What instance families should I include for better cost efficiency?

Section titled “What instance families should I include for better cost efficiency?”

Include a wide range of instance families, especially the more common ones like m7 variants:

family: ["m7a", "m7i", "r7i", "c7i", "c7a", "r7a", "t3", "t3a"]

Or using the job label syntax:

runs-on: runs-on=${{ github.run_id }}/family=m7a+m7i+r7i+c7i+c7a+r7a+t3+t3a

How should I specify RAM and CPU requirements?

Section titled “How should I specify RAM and CPU requirements?”

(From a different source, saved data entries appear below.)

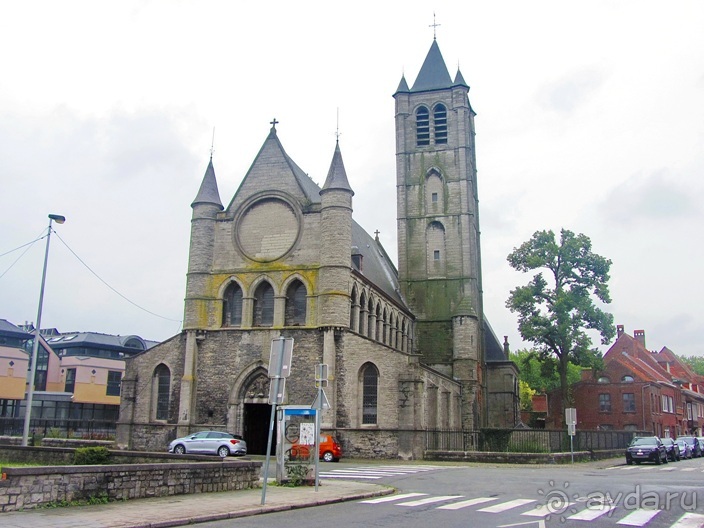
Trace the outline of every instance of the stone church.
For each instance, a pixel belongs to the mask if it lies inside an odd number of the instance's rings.
[[[223,206],[212,158],[191,204],[183,331],[127,360],[118,443],[202,429],[264,453],[273,339],[294,339],[285,403],[314,401],[345,456],[420,458],[424,432],[518,423],[517,371],[482,305],[475,113],[433,40],[396,101],[398,268],[353,219],[339,142],[322,189],[276,120]]]

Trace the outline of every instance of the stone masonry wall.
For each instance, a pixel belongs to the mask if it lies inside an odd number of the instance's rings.
[[[196,462],[111,466],[3,468],[0,511],[57,501],[107,496],[109,500],[251,489],[261,462]]]

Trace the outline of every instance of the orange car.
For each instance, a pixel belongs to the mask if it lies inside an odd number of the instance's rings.
[[[299,460],[310,456],[308,445],[293,444],[291,446],[291,460]],[[342,458],[342,448],[332,435],[320,435],[320,449],[318,451],[320,459],[325,462],[337,462]]]

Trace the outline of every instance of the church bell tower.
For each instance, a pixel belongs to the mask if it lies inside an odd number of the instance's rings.
[[[462,425],[482,425],[481,255],[469,86],[437,41],[396,100],[399,282],[416,317],[423,362],[462,383]]]

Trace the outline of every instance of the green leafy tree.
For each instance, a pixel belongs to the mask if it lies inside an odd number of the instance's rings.
[[[559,242],[553,231],[536,231],[507,258],[517,271],[536,272],[527,285],[511,290],[506,307],[518,314],[518,331],[540,359],[556,360],[563,407],[569,407],[569,364],[595,366],[601,357],[588,331],[598,332],[602,344],[616,333],[613,316],[593,300],[611,302],[611,261],[592,252],[589,237],[566,229]]]
[[[556,358],[541,358],[537,351],[527,349],[511,352],[510,358],[518,366],[518,379],[528,384],[536,393],[550,392],[560,387]],[[569,363],[567,384],[577,383],[581,377],[582,367]]]
[[[521,401],[522,411],[532,411],[533,410],[533,396],[537,394],[537,391],[530,388],[530,385],[523,381],[518,380],[518,397]]]
[[[689,365],[696,374],[704,376],[704,357],[702,356],[680,356],[680,359]]]

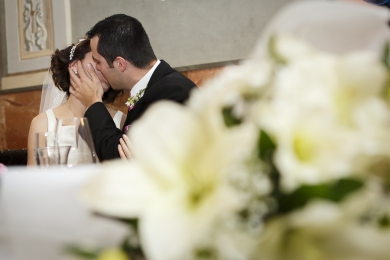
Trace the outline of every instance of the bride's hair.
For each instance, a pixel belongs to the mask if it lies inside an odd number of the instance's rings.
[[[91,46],[89,45],[90,40],[80,41],[73,53],[73,57],[70,60],[69,55],[74,47],[74,44],[66,47],[65,49],[57,49],[54,54],[51,56],[50,71],[53,75],[53,81],[57,88],[61,91],[64,91],[67,96],[70,95],[70,78],[69,78],[69,65],[72,62],[77,60],[83,60],[85,55],[91,51]],[[114,100],[123,94],[123,90],[114,90],[111,87],[103,94],[104,103],[112,103]]]

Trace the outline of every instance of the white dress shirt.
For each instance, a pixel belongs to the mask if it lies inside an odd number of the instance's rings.
[[[130,95],[132,97],[134,97],[135,95],[137,95],[137,93],[146,88],[148,86],[148,82],[150,80],[150,78],[152,77],[153,75],[153,72],[156,70],[157,66],[160,64],[160,60],[157,60],[156,63],[154,64],[154,66],[148,71],[148,73],[145,74],[145,76],[142,77],[142,79],[140,79],[135,85],[134,87],[131,89],[130,91]],[[142,93],[142,95],[140,97],[142,97],[144,94]]]

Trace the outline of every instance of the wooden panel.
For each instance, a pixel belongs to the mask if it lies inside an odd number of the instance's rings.
[[[199,87],[214,77],[222,67],[182,72]],[[127,113],[125,102],[129,93],[118,98],[114,109]],[[31,120],[38,115],[41,90],[31,90],[0,95],[0,150],[27,148],[28,130]]]

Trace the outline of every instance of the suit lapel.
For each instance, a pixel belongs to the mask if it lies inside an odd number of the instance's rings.
[[[174,72],[174,70],[171,68],[171,66],[169,66],[168,63],[166,63],[164,60],[160,60],[160,64],[157,66],[156,70],[153,72],[153,75],[152,77],[150,78],[149,82],[148,82],[148,87],[145,89],[145,93],[152,89],[155,84],[160,81],[163,77],[165,77],[167,74],[170,74]],[[144,93],[144,95],[145,95]],[[141,101],[142,98],[140,98],[139,101]],[[137,106],[137,105],[136,105]],[[135,108],[133,108],[131,111],[129,111],[127,113],[127,117],[126,117],[126,121],[124,123],[124,126],[123,126],[123,129],[122,131],[125,129],[125,127],[129,124],[131,124],[131,115],[132,115],[132,112],[134,111]]]
[[[150,78],[148,82],[148,87],[145,89],[145,92],[148,91],[148,89],[153,88],[153,86],[163,77],[165,77],[167,74],[170,74],[174,72],[174,70],[169,66],[168,63],[166,63],[164,60],[160,60],[160,64],[154,71],[152,77]]]
[[[131,112],[133,112],[133,110],[127,112],[126,120],[125,120],[125,123],[123,124],[123,128],[122,128],[123,133],[125,133],[124,130],[125,130],[126,126],[128,126],[130,124]]]

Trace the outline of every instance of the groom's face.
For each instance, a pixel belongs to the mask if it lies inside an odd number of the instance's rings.
[[[117,77],[115,76],[115,68],[108,66],[106,59],[97,51],[98,43],[99,37],[95,36],[91,39],[92,59],[95,62],[96,70],[98,71],[98,74],[100,72],[103,75],[113,89],[121,89],[120,84],[117,82]]]

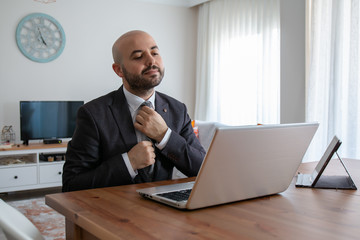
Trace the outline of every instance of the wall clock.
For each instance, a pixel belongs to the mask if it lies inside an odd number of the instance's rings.
[[[65,47],[65,33],[60,23],[44,13],[24,17],[16,28],[20,51],[35,62],[50,62],[60,56]]]

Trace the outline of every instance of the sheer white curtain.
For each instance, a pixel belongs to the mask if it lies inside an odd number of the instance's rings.
[[[195,118],[279,123],[279,0],[213,0],[199,7]]]
[[[359,0],[310,1],[307,121],[320,127],[307,160],[319,160],[334,135],[340,155],[360,158]]]

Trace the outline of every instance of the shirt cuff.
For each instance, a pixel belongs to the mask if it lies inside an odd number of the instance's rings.
[[[171,129],[168,128],[166,133],[165,133],[165,136],[163,137],[163,139],[161,140],[161,142],[159,143],[155,143],[155,146],[160,149],[160,150],[163,150],[164,147],[166,146],[166,144],[168,143],[169,139],[170,139],[170,135],[171,135]]]
[[[134,178],[136,177],[136,175],[138,174],[138,171],[133,169],[131,163],[130,163],[130,159],[127,153],[123,153],[121,154],[121,156],[124,159],[125,165],[130,173],[131,178],[134,180]]]

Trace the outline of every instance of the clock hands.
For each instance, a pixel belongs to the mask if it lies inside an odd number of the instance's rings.
[[[43,44],[45,44],[45,46],[47,46],[47,44],[46,44],[46,42],[45,42],[45,40],[44,40],[44,38],[43,38],[43,36],[42,36],[42,34],[41,34],[41,31],[40,31],[40,28],[39,27],[37,27],[37,30],[39,31],[39,37],[38,37],[38,40],[41,40],[41,42],[43,43]]]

Use ranges instead of listing every possible value:

# Instead of listing every value
ram: [4, 512] # This specifies a range from 4GB to 512GB
cpu: [2, 128] # This specifies a range from 2 to 128 cores

Or using the job label syntax:

runs-on: runs-on=${{ github.run_id }}/family=m7a+m7i+m7i-flex+r7i+c7i+c7a+r7a+t3+t3a/ram=4+512/cpu=2+128

Can I set default spot configurations for all jobs?

Section titled “Can I set default spot configurations for all jobs?”

Yes, you can specify spot configuration in your runs-on.yml file rather than in each individual job:

.github/runs-on.yml
runners:
my-custom-runner:
spot: lowest-price
family: ["m7a", "m7i", "r7i", "c7i", "c7a", "r7a", "t3", "t3a"]
ram: [4, 512]
cpu: [2, 128]

This can be further simplified using wildcard syntax:

.github/runs-on.yml
runners:
my-custom-runner:
spot: lowest-price
family: ["m7*", "c7*", "r7*", "t3*"]
ram: [4, 512]
cpu: [2, 128]

AWS will automatically select the cheapest instance at the time of launch that meets your requirements.

What results can I expect from these optimizations?

Section titled “What results can I expect from these optimizations?”

Users have reported significant cost reductions - in some cases reducing daily charges by 60% by implementing the lowest-price strategy and including more instance families like the m7 series.